The use of various immunocytochemical methods (before inclusion, after inclusion or combination of the two types of approach) to identify proteins in tissues or cells. The laboratory has an excellent command of these methodologies as it was behind the development of many of them. Specifically it allows to address issues of co-localization of proteins in the same cell or the same organelle (eg neurosecretory granule) or interrelationships between cells or organelles.
Studies to detect the appearance of variations in different physiological conditions. This device allowed for example to demonstrate the existence of morphological plasticity of nerve tissue in a specific region of the brain during the estrous cycle.
- tissue obtained from patients or animals used as models for a given disease. Example: neurofibrillary degeneration in Alzheimer’s disease.
- cells modified by gene transfer to be used as a cell model of certain pathologies.
- certain organelles after certain drug treatments. Example: in mitochondria of cancer cells after treatment with new molecules.
Platform L1 L2 L3
Head: Marie-Laure Caillet-Boudin
Cellular models are powerful tools to study the mechanisms involved in various pathologies studied at the center. The study of these models requires the approval of the Commission for Genetic Engineering under the Ministry of Research and ensures the proper use of these tools is called GMOs (genetically modified organisms).
Manipulations are permitted provided they are carried in suitable laboratories in order to protect users and the environment based on risk. The use of such models therefore requires handling in laboratories specifically designed for such manipulations and equipped according to certain standards.

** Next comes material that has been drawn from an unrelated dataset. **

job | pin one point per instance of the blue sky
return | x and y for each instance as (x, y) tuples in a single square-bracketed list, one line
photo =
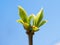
[(13, 33)]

The center is equipped with 3 types of laboratory for different containment: L1 laboratories, which are simple laboratories in a closed room; L2 laboratories maintained in depression and preceded by an overpressure lock for low risk of manipulation; L3 laboratory, preceded by a double lock and pressurized, but with equipment and a more secure mode of operation, in particular with absolute filtration of the exhaust air to the outside. L2 and L1 numbers are much larger and are geographically distributed throughout the center.
These laboratories are dedicated to a single purpose: continuous cell culture lines, primary cultures of human cells, primary culture of murine cells, metabolic labeling of cells, cultured murine stem cells, viral cultures or bacterial cultures.
The “L2 center” platform is responsible to provide the facilities and maintenance of premises and equipment therein, to ensure the compliance of such premises, to establish common procedural guides for handling and maintenance of equipment therein, all in close consultation with the management of the center.
A complete electrophysiology setup associated with this technique.
Fluorescence microscopy and CID for the patch-clamp
Head: Sandrine HUMEZ
The objective is to be able to view under a microscope individual neurons in a slice of maintained brain tissue, mainly to perform patch clamp recordings with direct control, but also to achieve neuroanatomical investigations within the slice.
The equipment consists of a Leica DM LFSA microscope to observe the slice or by fluorescence or by differential interference contrast (DIC). Fluorescence allows mainly locate neurons expressing the green fluorescent protein, from transgenic animals. Observation in CID requires an infrared illumination because of the thickness of the slice (120-400 microns). This allows to determine the relief of individual neurons and finely approach the patch-clamp pipettes or various microelectrodes. It’s easy to switch from one observation mode to another.
The image is captured by a camera and can be observed on a computer screen after being processed by the image processing software Leica FW 4000.
Slices are maintained in survival in a perfusion chamber (Warner) under the immersion objectives water microscope.The perfusion chamber is placed on a fixed stage (Gibraltar) which supports micromanipulators used to guide the pipettes in the slice.